Atop a bridge you’re both high and outside, as in this view from the approach to the Queensboro Bridge.
You can get a good view from under a bridge too. Here the framing structure is the Manhattan Bridge. The lighted arc of cables further back is the Brooklyn Bridge.
You can have this view from your apartment, if you are a billionaire.
The skyline is such an iconic way of seeing New York that even an image of disaster takes the form of a skyline. This is a photomural, inside a building in lower Manhattan, of the smoldering pile of the World Trade Center following the 9/11 attack.
New Yorkers, used to the familiar outline of the Twin Towers, felt there was a hole in the skyline. Every year around the anniversary, beams of light rise in place of the missing towers.
Another type of memorial that creates a skyline is the gathering of gravestones in a cemetery. Here, the buildings of midtown Manhattan in the background blend in with the stone slabs and columns of Queens’ Calvary Cemetery in the foreground.
Taking a closer view of the contours where the buildings of Manhattan touch the sky, wooden water towers are a distinctive feature of the lower-rise portions of the city.

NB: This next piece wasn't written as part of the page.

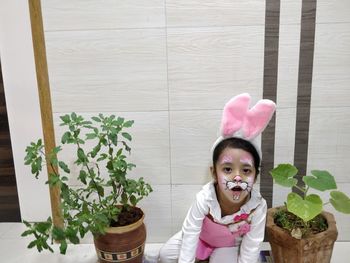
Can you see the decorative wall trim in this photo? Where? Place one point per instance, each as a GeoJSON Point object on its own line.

The sky silhouette seen in the outer boroughs of New York often includes church spires, clotheslines, and satellite dishes.
Sometimes you can see a skyline by looking downward.
The mirrored skyline lends a certain quality of serenity to this view of an industrial wasteland.
Contrasting shapes meet the sky here where a Frank Gehry-designed office building in white glass rises next to the High Line, an elevated freight track converted into a park.
Another translucent white glass building, the Enid A. Haupt Conservatory at the New York Botanical Garden, nearly blends in to the overcast sky, in the view below. Not every skyline contour is hard and toothy.
Fog can also create a soft-edged effect.
In the view below, only the Empire State Building is tall enough to be seen above the trees of McCarren Park in Brooklyn, shining through the evening mist.
A ruined waterfront warehouse in the sunset has a skyline of crumbling grandeur.
The warehouse’s eroded contours contrast with the thrusty ones of this neo-gothic structure, Grace Church.
These 19th century east side townhouses have chimneys like crooked fingers.
We tend not to notice the sky contours of signs and street lamps, as they blend in to general visual clutter, but the shapes can be fantastic abstract sculpture.
The gleaming towers of architects must share the skyline with the ragged juttings of infrastructure.
The combinations of all these elements can become glorious geometries of chaos.
Here, a particular angle of view brings together building, statue, lamp and tree for a composition that crackles and twists.
In buildings the supporting framework is decorously concealed, but bridges nakedly display their engineering. Here, the towers of the Queensboro Bridge and the Roosevelt Island tramway stand side by side.
New York’s first great bridge was the Brooklyn Bridge, a masterpiece of engineering and still the most beautiful of Manhattan’s bridges with its delicate cabling.
The roof of the Metropolitan Museum currently hosts this gigantic birds-nest-like structure, the architectural sculpture “Big Bambu” by the Starn brothers.
Birds use the cables and spars over the Manhattan streets as bleachers to spectate on the human beehive, and their bodies become part of the skyline.
In the outer boroughs, people toss their old sneakers onto the wires. This one was unusually generously festooned.